Although coupling between cardiomyocytes and myofibroblasts is well known to affect the physiology and pathophysiology of cardiac tissues across species, relating these observations to humans is challenging because the effect of this coupling varies across species and because the sources of these effects are not known. To identify the sources of cross-species variation, we built upon previous mathematical models of myofibroblast electrophysiology and developed a mechanoelectrical model of cardiomyocyte-myofibroblast interactions as mediated by electrotonic coupling and transforming growth factor-β1. The model, as verified by experimental data from the literature, predicted that both electrotonic coupling and transforming growth factor-β1 interaction between myocytes and myofibroblast prolonged action potential in rat myocytes but shortened action potential in human myocytes. This variance could be explained by differences in the transient outward K⁺ current associated with differential Kv4.2 gene expression across species. Results are useful for efforts to extrapolate the results of animal models to the predicted effects in humans and point to potential therapeutic targets for fibrotic cardiomyopathy.

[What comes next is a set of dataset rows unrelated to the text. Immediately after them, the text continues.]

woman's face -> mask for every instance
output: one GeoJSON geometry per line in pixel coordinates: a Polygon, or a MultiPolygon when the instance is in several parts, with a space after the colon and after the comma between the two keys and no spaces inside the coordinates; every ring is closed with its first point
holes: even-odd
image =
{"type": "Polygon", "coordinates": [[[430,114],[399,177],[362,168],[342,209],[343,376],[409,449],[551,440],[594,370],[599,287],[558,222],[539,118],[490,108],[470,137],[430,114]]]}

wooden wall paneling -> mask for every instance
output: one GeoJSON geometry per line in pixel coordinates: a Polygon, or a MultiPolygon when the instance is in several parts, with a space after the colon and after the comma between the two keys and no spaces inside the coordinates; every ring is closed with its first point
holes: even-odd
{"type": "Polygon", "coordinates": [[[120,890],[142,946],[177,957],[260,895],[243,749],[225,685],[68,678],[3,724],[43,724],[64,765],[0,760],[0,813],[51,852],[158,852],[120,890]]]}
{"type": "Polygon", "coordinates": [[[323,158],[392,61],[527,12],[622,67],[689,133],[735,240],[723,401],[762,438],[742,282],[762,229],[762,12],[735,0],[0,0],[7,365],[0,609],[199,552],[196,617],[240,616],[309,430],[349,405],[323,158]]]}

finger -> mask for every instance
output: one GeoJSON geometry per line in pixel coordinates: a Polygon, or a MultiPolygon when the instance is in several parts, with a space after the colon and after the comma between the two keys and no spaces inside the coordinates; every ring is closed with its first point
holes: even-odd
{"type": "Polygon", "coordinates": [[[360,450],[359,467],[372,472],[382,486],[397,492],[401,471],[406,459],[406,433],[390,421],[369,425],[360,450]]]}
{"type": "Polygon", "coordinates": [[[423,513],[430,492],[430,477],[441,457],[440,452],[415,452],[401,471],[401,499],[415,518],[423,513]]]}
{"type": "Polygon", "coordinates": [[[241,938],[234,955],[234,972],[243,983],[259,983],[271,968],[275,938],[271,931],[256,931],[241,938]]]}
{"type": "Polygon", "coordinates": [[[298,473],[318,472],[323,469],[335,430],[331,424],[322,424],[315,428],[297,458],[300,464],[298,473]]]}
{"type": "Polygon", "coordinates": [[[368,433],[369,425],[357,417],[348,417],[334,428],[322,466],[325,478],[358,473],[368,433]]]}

尽管众所周知，心肌细胞和肌成纤维细胞之间的耦合会影响跨物种心脏组织的生理学和病理生理学，但将这些观察结果与人类联系起来具有挑战性，因为这种耦合的影响因物种而异，而且这些影响的来源尚不清楚。为了确定跨物种变异的来源，我们建立在先前的肌成纤维细胞电生理数学模型的基础上，并开发了一种由电耦合和转化生长因子-β1介导的心肌细胞-肌成纤维细胞相互作用的机械电模型。该模型已通过实验数据验证从文献中预测，电渗耦合和转化生长因子-β1 肌细胞和肌成纤维细胞之间的相互作用延长了大鼠肌细胞的动作电位，但缩短了人肌细胞的动作电位。这种差异可以通过与物种间差异 Kv4.2 基因表达相关的瞬时外向 K ^{+电流的差异来解释。}结果有助于将动物模型的结果外推到对人类的预测效果，并指出纤维化心肌病的潜在治疗靶点。